A few examples from my actual workflow:
# Quick code review before pushing
git diff --cached | claude -p "any issues with this diff?"
# Explain a crash log
cat ~/Library/Logs/DiagnosticReports/latest.crash | claude -p "explain the crash"
# Generate a commit message
git diff --cached | claude -p "write a concise commit message for this diff"
You can also get structured output:
claude -p "list all exported functions in src/utils.ts" --output-format json
This returns JSON with metadata (session ID, token usage, etc.) that you can pipe into jq. It turns Claude into a programmable tool instead of a chat interface.
Ctrl+G — external editor
When you press Ctrl+G in the input, Claude Code opens your current prompt in your $EDITOR — Vim, VS Code, Neovim, whatever you have set.
This sounds minor until you need to write a multi-line prompt. Pasting a big block of instructions into a single-line input is painful. Copy-pasting code snippets with specific formatting is worse. And if you want to reference a previous prompt and tweak it, you’re out of luck in the normal input.
With Ctrl+G, you get your full editor. Write your prompt with proper formatting, save and close, and it gets submitted. If you use Vim, you get all your motions, macros, and muscle memory. If you use VS Code, you get autocomplete and multi-cursor.
I reach for this whenever I need to write a detailed prompt — system instructions, multi-step plans, or anything longer than two sentences.

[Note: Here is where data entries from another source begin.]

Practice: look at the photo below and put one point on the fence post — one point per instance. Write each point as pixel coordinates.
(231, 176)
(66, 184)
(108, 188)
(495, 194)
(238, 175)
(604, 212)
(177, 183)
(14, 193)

It’s the difference between writing an email in a search bar vs. a proper text editor.
@ file references
In any prompt, you can reference files with @ and they get injected directly into the context:
explain the auth flow in @src/auth/login.ts
what's the difference between @lib/old-utils.ts and @lib/new-utils.ts
refactor @src/components/Header.tsx to use the pattern from @src/components/Footer.tsx
This is faster than waiting for Claude to decide to read the file, or asking “can you read src/auth/login.ts first.” The file contents are right there in the prompt, immediately available.
You can also reference directories:
what's the structure of @src/components
It’s a small thing, but it removes a full round-trip from the conversation. Instead of:
- “Read this file”
- Claude reads it
- “Now do X with it”
You just say:
- “Do X with @this-file”
Over a long session, that adds up.
Putting it all together
These four features work well in combination. A typical flow for me:
! git diff main— quickly see what’s changed@src/auth/login.ts needs input validation, similar to @src/auth/register.ts— reference both files inlineCtrl+Gto write a detailed prompt when the instructions get complex- After merging,
git log --oneline -5 | claude -p "summarize today's changes for the changelog"in the terminal
None of these are complicated. They’re just not the first things you discover when you start using Claude Code. But once you know them, going back to the basic chat-only workflow feels slow.